Historic house in Boulder, Colorado

The Allen House located at 1510 Mariposa Avenue in Boulder, Colorado, United States, is an Historic Landmark Building and registered as such with the City of Boulder. The structure is notable for its age, condition and for its membership in the Boulder Floral Park Historic District. The exterior is white-painted brick with a batten-board second floor. The recessed front entrance is decorated with quoins. Two stained-glass windows are incorporated into the side walls of the recessed entrance. Green shutters frame most of the windows as well as the front doorway.

==History==

The Allen House was constructed in 1939/1940 as part of the first planned community in Boulder. The district, comprising eight residences and an eight-car community garage, is commonly referred to throughout Boulder as "Little Russia" - presumably, due to its origins as a private, communal, non-developer driven housing project.

In 1939, Henry Weihofen, a young law professor at the University of Colorado, dissatisfied with available faculty housing prospects in Boulder, was urged into action by University regent Valentine Fischer.

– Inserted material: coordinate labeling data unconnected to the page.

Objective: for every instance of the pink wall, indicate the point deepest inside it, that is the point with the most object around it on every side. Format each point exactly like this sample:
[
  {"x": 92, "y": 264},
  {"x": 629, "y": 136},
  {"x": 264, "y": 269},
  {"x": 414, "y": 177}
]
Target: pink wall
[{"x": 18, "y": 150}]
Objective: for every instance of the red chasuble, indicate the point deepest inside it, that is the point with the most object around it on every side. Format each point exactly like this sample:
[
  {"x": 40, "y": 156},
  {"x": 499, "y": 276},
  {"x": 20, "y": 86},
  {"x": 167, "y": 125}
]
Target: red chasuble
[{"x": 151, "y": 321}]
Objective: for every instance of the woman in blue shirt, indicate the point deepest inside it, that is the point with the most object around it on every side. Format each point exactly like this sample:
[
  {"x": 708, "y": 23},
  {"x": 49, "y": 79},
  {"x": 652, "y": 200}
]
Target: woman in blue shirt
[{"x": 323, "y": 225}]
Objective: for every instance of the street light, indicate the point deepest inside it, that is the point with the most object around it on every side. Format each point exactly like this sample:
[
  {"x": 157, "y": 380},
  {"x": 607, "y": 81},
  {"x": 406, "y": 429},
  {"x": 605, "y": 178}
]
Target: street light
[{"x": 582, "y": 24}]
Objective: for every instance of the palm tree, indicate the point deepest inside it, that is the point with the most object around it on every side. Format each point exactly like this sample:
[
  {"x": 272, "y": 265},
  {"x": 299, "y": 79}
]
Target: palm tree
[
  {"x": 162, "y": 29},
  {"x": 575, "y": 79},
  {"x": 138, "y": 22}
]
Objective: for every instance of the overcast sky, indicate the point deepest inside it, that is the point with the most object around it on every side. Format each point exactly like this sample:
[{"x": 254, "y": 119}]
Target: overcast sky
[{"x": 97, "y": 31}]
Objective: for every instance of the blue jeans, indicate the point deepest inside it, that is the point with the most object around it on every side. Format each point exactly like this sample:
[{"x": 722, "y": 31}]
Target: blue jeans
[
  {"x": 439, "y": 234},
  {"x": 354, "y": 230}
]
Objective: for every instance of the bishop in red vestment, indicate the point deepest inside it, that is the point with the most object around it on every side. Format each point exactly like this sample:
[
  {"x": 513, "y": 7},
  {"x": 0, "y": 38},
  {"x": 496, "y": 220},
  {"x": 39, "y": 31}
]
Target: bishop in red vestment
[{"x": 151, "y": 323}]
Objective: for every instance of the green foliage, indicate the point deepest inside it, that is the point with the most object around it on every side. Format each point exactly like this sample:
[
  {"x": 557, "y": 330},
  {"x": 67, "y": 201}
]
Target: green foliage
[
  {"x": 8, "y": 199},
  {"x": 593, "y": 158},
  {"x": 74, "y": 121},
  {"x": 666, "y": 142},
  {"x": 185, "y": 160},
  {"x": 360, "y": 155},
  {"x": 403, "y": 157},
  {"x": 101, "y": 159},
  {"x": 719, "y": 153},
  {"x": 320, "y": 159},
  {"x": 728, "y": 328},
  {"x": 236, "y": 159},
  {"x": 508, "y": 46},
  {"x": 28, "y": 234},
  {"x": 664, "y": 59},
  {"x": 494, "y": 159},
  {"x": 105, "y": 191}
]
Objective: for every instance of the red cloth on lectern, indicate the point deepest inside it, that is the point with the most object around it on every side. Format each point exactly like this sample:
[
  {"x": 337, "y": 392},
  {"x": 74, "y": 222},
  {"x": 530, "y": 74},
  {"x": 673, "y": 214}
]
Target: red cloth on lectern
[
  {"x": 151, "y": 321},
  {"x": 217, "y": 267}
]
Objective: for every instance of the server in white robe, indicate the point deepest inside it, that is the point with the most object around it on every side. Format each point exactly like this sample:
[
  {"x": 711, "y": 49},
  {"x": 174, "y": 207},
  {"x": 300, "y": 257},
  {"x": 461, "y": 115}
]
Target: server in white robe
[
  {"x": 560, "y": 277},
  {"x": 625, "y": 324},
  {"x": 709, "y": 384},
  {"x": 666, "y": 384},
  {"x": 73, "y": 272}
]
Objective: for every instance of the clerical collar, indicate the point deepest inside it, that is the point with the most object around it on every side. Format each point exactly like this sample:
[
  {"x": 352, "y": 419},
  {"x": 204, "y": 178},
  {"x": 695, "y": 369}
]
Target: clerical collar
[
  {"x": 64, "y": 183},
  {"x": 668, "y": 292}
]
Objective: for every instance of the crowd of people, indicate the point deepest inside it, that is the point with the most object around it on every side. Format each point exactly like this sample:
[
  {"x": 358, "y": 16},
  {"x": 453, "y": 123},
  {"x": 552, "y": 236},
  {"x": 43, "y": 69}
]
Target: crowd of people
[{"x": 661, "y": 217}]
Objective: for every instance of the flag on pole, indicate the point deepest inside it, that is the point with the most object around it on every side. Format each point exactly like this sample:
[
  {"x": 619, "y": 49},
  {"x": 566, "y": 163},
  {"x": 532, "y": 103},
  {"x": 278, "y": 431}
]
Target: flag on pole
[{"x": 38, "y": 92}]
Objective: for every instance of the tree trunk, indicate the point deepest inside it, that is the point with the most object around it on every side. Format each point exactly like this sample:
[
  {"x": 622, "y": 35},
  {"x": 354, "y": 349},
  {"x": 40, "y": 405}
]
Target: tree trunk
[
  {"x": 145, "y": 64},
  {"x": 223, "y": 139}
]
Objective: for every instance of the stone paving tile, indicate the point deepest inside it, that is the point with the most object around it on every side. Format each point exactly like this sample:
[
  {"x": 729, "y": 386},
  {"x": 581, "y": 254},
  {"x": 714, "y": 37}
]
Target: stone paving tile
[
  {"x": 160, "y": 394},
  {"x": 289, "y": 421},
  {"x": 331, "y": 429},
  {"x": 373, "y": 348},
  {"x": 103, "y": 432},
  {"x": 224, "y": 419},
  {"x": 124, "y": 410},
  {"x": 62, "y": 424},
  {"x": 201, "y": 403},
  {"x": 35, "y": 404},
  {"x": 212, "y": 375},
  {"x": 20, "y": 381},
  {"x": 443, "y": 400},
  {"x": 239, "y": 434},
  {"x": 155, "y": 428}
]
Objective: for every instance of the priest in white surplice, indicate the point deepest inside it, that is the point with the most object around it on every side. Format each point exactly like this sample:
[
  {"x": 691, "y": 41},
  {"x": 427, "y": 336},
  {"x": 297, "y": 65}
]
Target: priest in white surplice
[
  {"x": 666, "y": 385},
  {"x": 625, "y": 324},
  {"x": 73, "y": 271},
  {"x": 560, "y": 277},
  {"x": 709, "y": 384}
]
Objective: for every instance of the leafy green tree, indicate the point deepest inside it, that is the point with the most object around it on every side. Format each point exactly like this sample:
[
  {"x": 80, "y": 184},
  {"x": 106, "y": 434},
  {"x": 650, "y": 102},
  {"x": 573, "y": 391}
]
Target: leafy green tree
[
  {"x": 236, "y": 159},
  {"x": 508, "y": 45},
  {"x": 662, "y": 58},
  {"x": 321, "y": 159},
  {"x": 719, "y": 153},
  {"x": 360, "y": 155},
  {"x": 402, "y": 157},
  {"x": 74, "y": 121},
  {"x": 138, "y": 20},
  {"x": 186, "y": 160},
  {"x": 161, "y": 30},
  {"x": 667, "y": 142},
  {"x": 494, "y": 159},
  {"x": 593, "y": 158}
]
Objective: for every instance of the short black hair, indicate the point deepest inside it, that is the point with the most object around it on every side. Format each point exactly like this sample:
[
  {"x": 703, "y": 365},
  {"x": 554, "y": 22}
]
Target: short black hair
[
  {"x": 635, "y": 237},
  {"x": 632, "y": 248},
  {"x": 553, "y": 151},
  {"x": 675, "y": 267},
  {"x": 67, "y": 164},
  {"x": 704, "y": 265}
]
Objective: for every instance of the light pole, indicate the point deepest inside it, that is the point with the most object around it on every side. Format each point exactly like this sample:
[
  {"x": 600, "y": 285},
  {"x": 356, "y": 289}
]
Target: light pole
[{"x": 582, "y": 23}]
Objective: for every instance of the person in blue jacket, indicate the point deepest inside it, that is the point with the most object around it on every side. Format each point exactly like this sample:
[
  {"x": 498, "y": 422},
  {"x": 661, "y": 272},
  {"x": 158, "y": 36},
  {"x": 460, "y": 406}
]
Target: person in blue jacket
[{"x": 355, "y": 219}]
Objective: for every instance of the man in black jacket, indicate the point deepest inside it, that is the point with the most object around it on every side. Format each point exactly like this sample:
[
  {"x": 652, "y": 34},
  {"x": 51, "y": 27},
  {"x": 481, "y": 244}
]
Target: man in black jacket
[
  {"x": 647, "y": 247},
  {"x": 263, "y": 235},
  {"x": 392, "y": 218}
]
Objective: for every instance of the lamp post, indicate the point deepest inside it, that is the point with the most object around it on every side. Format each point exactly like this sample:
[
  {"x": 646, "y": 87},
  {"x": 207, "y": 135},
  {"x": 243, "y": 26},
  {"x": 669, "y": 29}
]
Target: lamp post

The two men gathered a group of like-minded, low-ranking, (and low-salaried) faculty together to find a solution. James G. Allen, a junior member of the history department, joined with Weihofen and six others. In a series of evening meetings the eight families decided on a plan and selected a site for the innovative community housing project. The group held a drawing to decide which lot went to which family. After all eight families had moved in (by April 1940), landscaping of the Commons and the building of an outdoor fireplace and shelter house began. All of the original structures exist today. Handball courts that were part of the James Hunter's original Commons landscaping plan were never built. The community garage burned down, but was rebuilt to duplicate the original.

Although, each set of house plans was based on individual families' needs and tastes, all of the houses were designed so the living rooms would not interfere with either the Commons or the mountain views. The Allen House has undergone several interior and exterior alterations over the years, the structure's overall footprint however, remains close to the original. An upstairs bedroom was expanded during the early 1980s. This added symmetry and balance to the street-facing side of the house. In 2011, a small sunroom (opening to the Commons) was added at the rear of the house. A Japanese-style garden encloses the backyard patio area.

James and Marie Allen had two children, Elizabeth and James Jr. James Allen Sr. died in 1970. He had served as chairman of the University of Colorado history department and was recognized as an authority on the history of early space exploration. Marie Allen sold the home to Hunter and Irene Rawlings in 1972. Hunter Rawlings was a member of the CU Classics Department at the time. Lawrence Kaptein (a faculty member in the College of Music at CU) and Ellen Brock (Associate Director of CU's Science Discovery Program), along with their young daughter, Emily, purchased the home from the Rawlings family in 1992.

The original blueprints for the Allen House, James G. Hunter's landscaping plan for the Commons area, construction-related documents, and information profiling the Allen family can be found at the Carnegie Branch (local history archive) of the Boulder Public Library. Photographs of the Allen House have been published in several books and newspapers. Pictures of the rear garden and Commons area can be seen in Gayl Gray's Vintage and Artistic Homes of Boulder. Interior photographs from the Rawlings' era can be seen in Historic Homes of Boulder County.